A Simple And Intuitive Explanation of How Gizmos Work In 3D Space

If you've ever used a 3D editor, then you've most likely used a certain thing called "Gizmo", Gizmos are essentially transformation modifiers that's within a world, they let you modify the object's position, orientation and scale. The implementation of a Gizmo is actually fairly straightforward for the most part (or may not be depending on how your application handles things internally, but at the fundamental level it's simple).

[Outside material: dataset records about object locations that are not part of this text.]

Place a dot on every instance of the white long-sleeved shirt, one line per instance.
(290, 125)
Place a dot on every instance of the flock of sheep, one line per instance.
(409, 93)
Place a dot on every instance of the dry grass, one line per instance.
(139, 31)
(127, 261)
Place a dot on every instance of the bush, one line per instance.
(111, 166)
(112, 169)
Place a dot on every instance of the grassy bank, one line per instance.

This article would only cover Translations and Rotations, Scaling is very easy to implement after understanding how the first two work. And also this may give you a hint into how Blender's robust implementation of Gizmo works as well!

Translation

Now getting straight to translation as our first mode to explain, the important thing to observe here is that one of the primary axis of space can be thought of as lines that extends indefinitely, and any point on the plane that the line is contained within can be projected into the line with a simple dot product like so:

So let's suppose we have a ray that comes from the camera and hits straight into the plane that contains this infinitely long axis line, then we could get the difference between the point that is about to be projected into the line and the position of the object (which is contained within the axis line!) so that we could then move the object by that difference as shown here:

And this is actually a fairly stable method, I'm currently doing this and it snaps it perfectly (If we don't include the floating point errors!)

And believe it or not, that's essentially all there is to translations.

So to do this in practice, you want to somehow be able to interact with one of the primary coordinate axis, one way to achieve this is to cast a ray into an axis-aligned-bounding-box (or an AABB) that covers each axis in a volume like so:

I'm not going to explain the implementation behind the collision code, but if you're interested here's a link to it to keep things short: https://gist.github.com/jakubtomsu/2acd84731d3c2613c91e40c2e064ffe6#file-realtime_collision_detection-odin-L491, you can also use any sort of collider you want (cylinders, regular meshes or whatever).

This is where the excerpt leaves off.